Wednesday, July 20, 2005

Patricia Robinson 1936-2003

Today is my dear friend, Patricia Robinson's birthday. But she isn't here to celebrate it with us.

For 30 years, Pat and Tom were traveling Europe, Australia, Mexico, New Zealand. They shared their homes with us in Cancun and in Floresville, Texas, Friday night pizzas and movies, laughing about our kids, crying about our kids, birth of grandchildren and loss of parents. We shared our lives with each other. So today I'm laughing and crying as I think about Pat.

Pat was a beautiful, small slender woman with deepset brown eyes that could be so full of mischief or cold as ice. She had self-confidence, strength and a will of steel that ran everything around her, although sometimes people didn't know that because Pat handled things so well but I can assure that it was going to be done her way. Pat had an understated but flashy elegance in the way she dressed, the way she decorated their home, the way she landscaped her gardens. Not flashy like "Dynasty" but with a real style.

And Pat was competitive. She couldn't just play golf. Never! She always played to win and win she did in tournament after tournament. She was competitive and if her friends were doing it, she would do it too. Usually she could it better but one or two things got her down. Didn't stop her. She would hang in there confident she could master that too. I remember a time when all of us "girls" were knitting sweaters. Pat bought yarn and started knitting too. I think Helen and I spent as much time unraveling her mistakes as she did knitting on it but she finished that sweater and several others with a little help from her friends. The thing that amazed me about it was that when she finished it, it looked really good on her.

Pat was fun to be with. She was a great guest because she always came dressed for the party and ready to party. She also knew how to give a party. She always said that if you set a good "party scene" then the guests would think the food was good too. For a while we were paired in a gourmet dinner group. We cooked about once a year and when we did it was a three day "event" for us. We always pulled off a stunning table and really, really good food. But I'm thinking of one of the dinners where we were quite ambitious and had a disaster with a recipe or two. We never tried out anything a head of time. So we were running a bit late with our preparations. As usual we had Ned and Tommy helping us. One of their tasks was to hollow out some acorn squash to make a bowl for a zucchini soup. They wanted to watch the football game and moved some TV trays into the den to do it while we were working in the kitchen. You would not believe the mess. Squash and seeds everywhere. Now we are down to finishing up so we can get dressed but we had to "re-do" the den. Guests were coming in an hour. We were like a whirling dervish, then we rushed off to dress and dress we did for the gourmet dinners. When the guest came, Pat and I were in cocktail dresses and full make-up and we looked cool as cucumbers but everytime anyone gave a compliment or when we looked at each other across the room, it was hard not to giggle.

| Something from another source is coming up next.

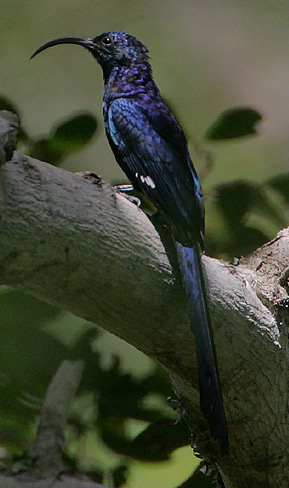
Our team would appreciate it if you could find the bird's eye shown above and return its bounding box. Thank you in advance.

I always think of Pat as a Steel Magnolia.....she was a warm charming woman but when she combined that with her strong will, she could get what she wanted. One time Pat, Helen and I had gone to Mexico on a "shopping trip." We accomplished our objective and when we arrived at the airport to depart for Houston, we had not only our extra suitcases full but other boxes and bags. The ticket agent tells us that we will have to pay extra because we can only have two pieces of luggage each. Pat speaks Spanish very well so she is the talking with the agent. I've seen her go into this routine before so between the words that I can understand and her fluttering eye lashes, I know she is telling him, "Oh, my goodness, what am I going to do. My husband is going to be so upset with me, etc, etc, etc." Scarlet O'Hara couldn't have done it better. Fortunately the ticket agent was a man so her "persuasion" worked. He disappeared, came back with some twine and tied our luggage pieces together until we only had two pieces each. As we walked away from the ticket counter, I said, "Paaatrica..." She just looked at me with this mischievous grin and said, "Shush, it worked didn't it."

Pat was diagnosed with lung cancer that had metastasized to her brain in April of 2003 and she died that Christmas Eve. I still don't know how that disease could take such a vibrant life-force so fast. I think of her most days. I miss so many things about her but I guess that most of all I miss being able to pick up the telephone and talk.